掲載日:2023年06月07日 プロが造るカスタム
取材協力/BITE
取材・写真・文/ガスグラフィックス
スポーツスクーターとして登場し、欧州市場を中心に人気があるTMAX。日本でもこの素性の良さをそのまま楽しむユーザーがかなり増えているが、発売当初はビッグスクーターブームの影響により、ローダウン+煌びやかなパーツ装着によるラグジュアリースタイルのTMAXが数多く作られた。ここに紹介する1台も、そんなブームの真っただ中に生まれた貴重な車両だ。
製作は、BITE(バイト)。現在は、ホンダドリーム八王子店として活躍しているが、ブーム当初からホンダの正規販売店でビッグスクーターを精力的に手掛けていた、数少ないプロショップのひとつなのだ。2022年10月掲載のホンダ・フォルツァでも紹介したように、同店は当時からオリジナルエアロの製作販売もするなど、ビッグスクーターを積極的に盛り上げてくれていた。ホンダ系だったため、フュージョン、フォルツァのカスタムが多かったが、元々はサーキット走行会なども主催するお店だけに、走りとラグジュアリーを融合させたこのTMAXのようなテイストも得意としていたのだ。ハンドルや足回りなど、徹底的にメッキで統一され、ボディは渋派手なデザインをバイナルグラフィックで表現。様々なTMAXが生まれる中でも、煌びやかなラグジュアリー感とスポーティ感を高次元で融合させたスタイルは、同店ならではの見せ方だった。
その後TMAXは530cc、560ccへと時代と共に進化を遂げ、ユーザーの好みは、ラグジュアリースタイルよりもスポーツを楽しむ傾向がより強くなった。しかも、あの時代の初代(SJ02J)と2代目(SJ04J)、そして外観がこの2種と異なるが3代目(SJ04J)までの500ccシリーズは、中古車の台数も減ってきている。ベース車として手に入れやすい個体も少なくなっていることもあり、この車両のような当時のラグジュアリーTMAXを現代に蘇らせてみるのも、面白い試みかもしれない。

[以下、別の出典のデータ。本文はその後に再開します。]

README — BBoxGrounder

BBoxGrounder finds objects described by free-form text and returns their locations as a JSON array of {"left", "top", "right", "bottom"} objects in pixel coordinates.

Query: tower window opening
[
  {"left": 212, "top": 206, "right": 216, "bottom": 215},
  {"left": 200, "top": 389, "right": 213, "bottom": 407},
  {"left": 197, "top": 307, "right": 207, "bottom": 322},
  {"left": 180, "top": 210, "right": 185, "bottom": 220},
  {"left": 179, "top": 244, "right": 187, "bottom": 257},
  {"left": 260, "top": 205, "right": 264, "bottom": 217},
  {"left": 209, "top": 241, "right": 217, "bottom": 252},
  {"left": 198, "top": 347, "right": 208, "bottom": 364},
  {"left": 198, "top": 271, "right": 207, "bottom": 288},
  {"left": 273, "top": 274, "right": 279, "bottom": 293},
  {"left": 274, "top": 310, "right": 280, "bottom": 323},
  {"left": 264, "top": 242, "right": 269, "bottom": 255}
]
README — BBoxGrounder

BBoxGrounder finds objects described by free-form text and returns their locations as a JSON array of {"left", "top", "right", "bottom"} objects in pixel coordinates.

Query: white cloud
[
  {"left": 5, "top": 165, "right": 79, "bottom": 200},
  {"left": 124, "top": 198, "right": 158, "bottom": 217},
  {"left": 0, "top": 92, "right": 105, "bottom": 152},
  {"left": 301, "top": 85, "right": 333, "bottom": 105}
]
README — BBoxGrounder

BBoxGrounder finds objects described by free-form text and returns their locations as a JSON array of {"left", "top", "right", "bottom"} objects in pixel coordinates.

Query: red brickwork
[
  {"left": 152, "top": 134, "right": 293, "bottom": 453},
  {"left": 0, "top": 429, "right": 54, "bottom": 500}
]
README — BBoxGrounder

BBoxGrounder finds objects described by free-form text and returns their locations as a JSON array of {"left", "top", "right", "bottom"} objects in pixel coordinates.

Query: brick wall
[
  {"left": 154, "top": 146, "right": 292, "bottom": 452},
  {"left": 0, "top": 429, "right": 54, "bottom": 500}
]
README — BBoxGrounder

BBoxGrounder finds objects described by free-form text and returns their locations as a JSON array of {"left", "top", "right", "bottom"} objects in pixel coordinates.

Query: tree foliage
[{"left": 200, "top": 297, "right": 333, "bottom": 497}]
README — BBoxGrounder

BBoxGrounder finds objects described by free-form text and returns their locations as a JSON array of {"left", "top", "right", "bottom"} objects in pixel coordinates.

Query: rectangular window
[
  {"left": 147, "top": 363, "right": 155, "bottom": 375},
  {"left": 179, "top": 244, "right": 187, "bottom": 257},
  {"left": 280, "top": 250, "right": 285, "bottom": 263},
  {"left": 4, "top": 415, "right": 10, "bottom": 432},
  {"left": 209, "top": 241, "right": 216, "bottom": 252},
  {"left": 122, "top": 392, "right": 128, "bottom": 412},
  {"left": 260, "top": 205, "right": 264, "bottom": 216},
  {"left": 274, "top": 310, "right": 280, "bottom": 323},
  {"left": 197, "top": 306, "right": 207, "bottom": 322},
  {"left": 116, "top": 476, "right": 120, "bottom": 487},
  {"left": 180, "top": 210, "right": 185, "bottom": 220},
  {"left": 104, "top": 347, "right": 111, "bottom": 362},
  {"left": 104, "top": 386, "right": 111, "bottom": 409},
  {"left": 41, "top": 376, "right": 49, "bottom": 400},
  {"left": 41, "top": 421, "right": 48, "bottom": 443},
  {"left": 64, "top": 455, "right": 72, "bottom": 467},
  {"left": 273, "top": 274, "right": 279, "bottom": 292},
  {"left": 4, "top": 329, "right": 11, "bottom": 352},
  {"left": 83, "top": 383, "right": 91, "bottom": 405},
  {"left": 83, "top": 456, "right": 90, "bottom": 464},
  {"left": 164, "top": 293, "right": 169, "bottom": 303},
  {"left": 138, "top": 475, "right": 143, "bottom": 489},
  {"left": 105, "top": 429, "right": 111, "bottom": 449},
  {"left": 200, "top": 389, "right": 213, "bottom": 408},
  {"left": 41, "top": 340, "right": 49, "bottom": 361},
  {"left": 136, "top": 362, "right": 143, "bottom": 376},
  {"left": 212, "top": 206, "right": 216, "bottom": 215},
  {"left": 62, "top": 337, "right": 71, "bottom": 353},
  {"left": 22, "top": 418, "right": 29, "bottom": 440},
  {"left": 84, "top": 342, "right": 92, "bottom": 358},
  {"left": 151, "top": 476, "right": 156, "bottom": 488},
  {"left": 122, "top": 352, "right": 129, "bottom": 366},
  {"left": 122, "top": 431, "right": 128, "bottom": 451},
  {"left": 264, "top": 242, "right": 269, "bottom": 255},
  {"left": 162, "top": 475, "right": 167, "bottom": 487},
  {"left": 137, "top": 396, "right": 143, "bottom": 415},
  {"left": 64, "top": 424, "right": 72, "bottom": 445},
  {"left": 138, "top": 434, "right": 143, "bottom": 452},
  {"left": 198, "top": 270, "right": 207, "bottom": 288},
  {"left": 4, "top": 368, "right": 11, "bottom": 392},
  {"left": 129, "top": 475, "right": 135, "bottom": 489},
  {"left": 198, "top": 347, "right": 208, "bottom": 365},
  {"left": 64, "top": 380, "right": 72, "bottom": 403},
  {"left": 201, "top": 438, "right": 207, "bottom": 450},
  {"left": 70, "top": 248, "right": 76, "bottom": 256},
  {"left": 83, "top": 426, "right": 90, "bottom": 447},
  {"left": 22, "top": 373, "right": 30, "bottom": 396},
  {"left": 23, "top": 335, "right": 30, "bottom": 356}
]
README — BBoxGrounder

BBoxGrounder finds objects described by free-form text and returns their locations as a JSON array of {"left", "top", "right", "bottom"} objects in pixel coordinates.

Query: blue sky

フロントフェイスは、全面に立体的な造形を入れたデイトナ製。バイナルグラフィックのデザインでトライバルを使用しているため、エアロの雰囲気があえて分かりにくくなっているのがポイント。また、シルバーやメッキに合わせて、ウインカーレンズがクリアのボスコム製に変更し、色味を統一している。
定番品のウェイブローターはダブルで装着。アウターフォーク、キャリパー類、ホイールを徹底的にメッキ化しているが、カバー類の装着ではなく全て加工によるもの。そのため高級感が格段に向上した。

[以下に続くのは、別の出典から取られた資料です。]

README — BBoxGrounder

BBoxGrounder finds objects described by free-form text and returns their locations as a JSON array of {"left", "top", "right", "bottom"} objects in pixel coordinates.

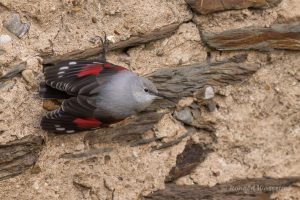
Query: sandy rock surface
[{"left": 0, "top": 0, "right": 299, "bottom": 199}]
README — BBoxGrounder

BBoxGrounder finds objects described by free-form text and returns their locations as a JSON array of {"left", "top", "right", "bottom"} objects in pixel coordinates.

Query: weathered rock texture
[
  {"left": 148, "top": 55, "right": 258, "bottom": 98},
  {"left": 0, "top": 136, "right": 43, "bottom": 181},
  {"left": 185, "top": 0, "right": 282, "bottom": 14},
  {"left": 202, "top": 22, "right": 300, "bottom": 51},
  {"left": 145, "top": 177, "right": 300, "bottom": 200},
  {"left": 165, "top": 140, "right": 213, "bottom": 182},
  {"left": 3, "top": 14, "right": 30, "bottom": 38}
]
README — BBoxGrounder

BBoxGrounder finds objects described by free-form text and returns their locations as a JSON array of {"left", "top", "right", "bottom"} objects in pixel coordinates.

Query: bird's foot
[{"left": 99, "top": 33, "right": 109, "bottom": 62}]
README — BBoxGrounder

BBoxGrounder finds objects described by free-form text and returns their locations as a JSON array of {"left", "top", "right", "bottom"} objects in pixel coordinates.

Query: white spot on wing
[
  {"left": 69, "top": 61, "right": 77, "bottom": 65},
  {"left": 58, "top": 71, "right": 65, "bottom": 75},
  {"left": 56, "top": 127, "right": 65, "bottom": 131},
  {"left": 60, "top": 66, "right": 69, "bottom": 70},
  {"left": 66, "top": 130, "right": 75, "bottom": 133}
]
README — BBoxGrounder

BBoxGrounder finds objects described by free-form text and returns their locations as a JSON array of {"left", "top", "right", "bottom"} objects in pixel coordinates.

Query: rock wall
[{"left": 0, "top": 0, "right": 299, "bottom": 199}]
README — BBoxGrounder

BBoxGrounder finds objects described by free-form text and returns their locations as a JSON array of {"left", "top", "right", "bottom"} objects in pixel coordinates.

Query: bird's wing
[
  {"left": 41, "top": 96, "right": 120, "bottom": 133},
  {"left": 43, "top": 60, "right": 127, "bottom": 95}
]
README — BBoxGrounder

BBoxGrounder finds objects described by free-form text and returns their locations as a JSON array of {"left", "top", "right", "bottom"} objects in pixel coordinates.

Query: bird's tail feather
[{"left": 39, "top": 82, "right": 71, "bottom": 99}]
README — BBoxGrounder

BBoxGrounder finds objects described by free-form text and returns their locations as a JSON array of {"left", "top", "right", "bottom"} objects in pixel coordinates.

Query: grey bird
[{"left": 40, "top": 37, "right": 168, "bottom": 133}]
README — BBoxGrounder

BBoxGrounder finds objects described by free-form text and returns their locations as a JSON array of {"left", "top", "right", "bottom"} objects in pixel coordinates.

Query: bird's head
[{"left": 131, "top": 77, "right": 170, "bottom": 111}]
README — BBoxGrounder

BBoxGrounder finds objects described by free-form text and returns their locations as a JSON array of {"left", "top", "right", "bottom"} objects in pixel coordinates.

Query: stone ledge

ミラー、ポストカバー、ハンドルブレース、マスターシリンダーカバーなど、ハンドル回りのメッキ化もぬかりなし。この状態こそが本物のフルメッキと呼ばれる仕様なのだ。
マフラーはTMAX用としてラインナップされたデビル製のため、フィッティングも抜群。スイングアーム、ホイールなどのメッキの深さや輝き具合は必見だ。
シートはオリジナルによる張り替え加工済み。車体全体の質感に合わせ表皮を選び、かつ乗車時の乗り心地やホールド感といった機能性も考慮。このセンスは、やはりスクーターだけではなく、総合バイク販売店として培ったこだわりが溢れている。